In a nutshell: Artificial intelligence researchers have devised a method of hacking passwords by listening to users type on a keyboard. They showed their AI algorithm can learn to recognize typed letters by their sounds when struck on a keyboard. Testing using multiple recording sources revealed the technique is highly accurate.
Durham University researchers in the UK have developed (PDF) a deep-learning model that malicious actors could use to steal passwords remotely. The researchers trained the AI on the sounds of characters typed on keyboards from various distances and angles to create sound profiles for each key. They tested the model using multiple methods, all producing accuracy results above 90 percent.
The most precise technique was using a smartphone's microphone to "listen" to someone tapping away on a MacBook Pro. In addition to this method being the most accurate (95 percent), it is the easiest way for a hacker to log the keystrokes of a target. Imagine it being used in a coffee shop setting, for example.
"When trained on keystrokes recorded by a nearby phone, the classifier achieved an accuracy of 95 percent, the highest accuracy seen without the use of a language model," the study reads.
The team also tested it using telecommuting apps Zoom and Skype since their use has risen dramatically in hybrid work scenarios. The AI was 93 percent accurate when monitoring Zoom calls and 92 percent with Skype.
The model records the patterns and differences of each keypress on a keyboard. For example, the lowercase 'k' keystroke sounds slightly different than the capital 'K' (shift+K). These subtle pattern differences, coupled with timing and proximity (the stroke volume), allow the AI to make educated guesses at the typed keys.

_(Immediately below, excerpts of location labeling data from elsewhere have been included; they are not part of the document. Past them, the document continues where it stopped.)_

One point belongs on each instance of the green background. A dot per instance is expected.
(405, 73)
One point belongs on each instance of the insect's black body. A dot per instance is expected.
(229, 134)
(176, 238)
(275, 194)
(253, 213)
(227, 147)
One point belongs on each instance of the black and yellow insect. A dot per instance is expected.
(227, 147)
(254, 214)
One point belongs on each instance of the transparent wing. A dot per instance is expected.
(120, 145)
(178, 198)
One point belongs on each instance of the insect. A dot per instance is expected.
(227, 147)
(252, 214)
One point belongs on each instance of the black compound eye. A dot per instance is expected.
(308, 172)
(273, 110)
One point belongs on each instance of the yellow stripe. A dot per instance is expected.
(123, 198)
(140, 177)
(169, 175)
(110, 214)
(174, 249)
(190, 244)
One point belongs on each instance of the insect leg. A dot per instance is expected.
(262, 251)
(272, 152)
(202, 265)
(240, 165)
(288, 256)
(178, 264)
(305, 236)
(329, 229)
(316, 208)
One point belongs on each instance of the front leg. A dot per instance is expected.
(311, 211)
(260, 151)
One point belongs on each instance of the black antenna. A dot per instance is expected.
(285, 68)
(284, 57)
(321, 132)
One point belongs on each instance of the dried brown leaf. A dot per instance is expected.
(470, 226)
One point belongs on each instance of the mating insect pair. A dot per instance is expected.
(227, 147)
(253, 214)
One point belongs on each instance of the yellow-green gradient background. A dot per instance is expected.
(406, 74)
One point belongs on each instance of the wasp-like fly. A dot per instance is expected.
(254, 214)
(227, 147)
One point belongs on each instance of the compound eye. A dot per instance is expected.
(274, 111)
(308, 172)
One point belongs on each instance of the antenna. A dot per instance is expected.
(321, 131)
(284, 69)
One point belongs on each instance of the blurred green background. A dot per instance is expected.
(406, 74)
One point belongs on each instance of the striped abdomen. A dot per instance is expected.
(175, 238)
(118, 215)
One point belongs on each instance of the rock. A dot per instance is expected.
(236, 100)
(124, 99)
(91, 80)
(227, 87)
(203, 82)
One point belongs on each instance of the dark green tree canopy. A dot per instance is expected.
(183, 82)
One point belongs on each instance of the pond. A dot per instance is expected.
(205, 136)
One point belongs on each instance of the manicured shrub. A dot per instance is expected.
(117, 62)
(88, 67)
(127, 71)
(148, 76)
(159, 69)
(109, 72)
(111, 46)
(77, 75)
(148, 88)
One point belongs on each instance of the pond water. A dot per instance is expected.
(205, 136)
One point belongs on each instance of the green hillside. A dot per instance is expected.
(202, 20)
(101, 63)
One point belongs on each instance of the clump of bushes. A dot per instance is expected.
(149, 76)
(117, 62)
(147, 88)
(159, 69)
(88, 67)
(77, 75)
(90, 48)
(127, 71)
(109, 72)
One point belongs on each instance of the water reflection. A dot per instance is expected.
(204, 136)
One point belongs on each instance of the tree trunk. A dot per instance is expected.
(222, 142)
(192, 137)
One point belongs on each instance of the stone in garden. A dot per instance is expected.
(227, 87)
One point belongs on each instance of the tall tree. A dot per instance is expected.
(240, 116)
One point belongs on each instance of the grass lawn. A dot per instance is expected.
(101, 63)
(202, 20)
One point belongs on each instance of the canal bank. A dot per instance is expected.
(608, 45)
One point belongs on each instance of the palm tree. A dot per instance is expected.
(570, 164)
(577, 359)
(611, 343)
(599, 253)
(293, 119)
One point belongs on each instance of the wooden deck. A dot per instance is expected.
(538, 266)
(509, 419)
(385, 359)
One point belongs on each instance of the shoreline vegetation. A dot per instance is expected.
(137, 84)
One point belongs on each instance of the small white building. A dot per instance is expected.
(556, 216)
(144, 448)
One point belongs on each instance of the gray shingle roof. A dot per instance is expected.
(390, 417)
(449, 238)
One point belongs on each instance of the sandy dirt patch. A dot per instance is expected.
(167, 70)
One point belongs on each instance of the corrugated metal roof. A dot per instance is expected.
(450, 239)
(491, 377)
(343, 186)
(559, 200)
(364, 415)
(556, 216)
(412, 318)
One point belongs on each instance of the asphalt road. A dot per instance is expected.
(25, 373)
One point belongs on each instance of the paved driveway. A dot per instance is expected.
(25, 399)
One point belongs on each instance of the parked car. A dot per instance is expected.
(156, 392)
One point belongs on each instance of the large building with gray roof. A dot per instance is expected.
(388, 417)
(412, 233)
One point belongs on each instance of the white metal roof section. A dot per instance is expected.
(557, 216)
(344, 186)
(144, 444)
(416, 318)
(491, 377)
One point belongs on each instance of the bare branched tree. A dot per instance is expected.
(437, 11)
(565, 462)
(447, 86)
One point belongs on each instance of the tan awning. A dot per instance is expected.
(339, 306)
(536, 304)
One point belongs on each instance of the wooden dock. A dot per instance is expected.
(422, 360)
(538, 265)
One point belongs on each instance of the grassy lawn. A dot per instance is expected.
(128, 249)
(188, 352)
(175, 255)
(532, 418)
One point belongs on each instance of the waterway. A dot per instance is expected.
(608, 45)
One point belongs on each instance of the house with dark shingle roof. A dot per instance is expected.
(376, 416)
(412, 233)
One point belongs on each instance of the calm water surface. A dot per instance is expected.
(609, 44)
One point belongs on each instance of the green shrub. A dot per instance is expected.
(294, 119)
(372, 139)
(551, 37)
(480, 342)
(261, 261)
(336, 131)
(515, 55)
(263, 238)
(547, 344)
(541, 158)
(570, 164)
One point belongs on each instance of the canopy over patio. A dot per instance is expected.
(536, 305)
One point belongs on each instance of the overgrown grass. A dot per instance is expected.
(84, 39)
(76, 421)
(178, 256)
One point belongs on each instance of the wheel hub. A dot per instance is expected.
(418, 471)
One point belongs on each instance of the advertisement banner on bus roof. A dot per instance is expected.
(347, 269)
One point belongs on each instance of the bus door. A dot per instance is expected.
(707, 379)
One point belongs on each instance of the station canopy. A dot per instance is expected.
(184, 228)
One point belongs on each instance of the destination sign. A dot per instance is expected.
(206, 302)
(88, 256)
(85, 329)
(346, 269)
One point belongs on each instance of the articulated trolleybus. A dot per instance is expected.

The student researchers attribute the AI's ability and precision to advancements in the quality of recording equipment over the last decade and a growth in the number of microphones within the auditory range of computing devices in contemporary settings.
The one caveat is that its accuracy falls off dramatically when analyzing keystrokes on a keyboard that was not part of its training, which makes complete sense. Not all keyboards are made equally, and each has a unique profile of sounds it can make. Of course, more training with a wide variety of keyboards and laptops can vastly increase the model's accuracy over time.
Mitigation for these types of attacks is limited. Mainly the researchers suggest varying your typing style. They noted that touch typing reduced the model's precision by 40 to 64 percent. Having more complicated passwords helps too. The team suggests passwords that use several case switches (upper and lower) also tend to foul up the AI's guesswork.
The study has not been peer-reviewed yet, but a pre-print version titled "A Practical Deep Learning-Based Acoustic Side Channel Attack on Keyboards" is up on Cornell University's arXiv for those interested in the full details.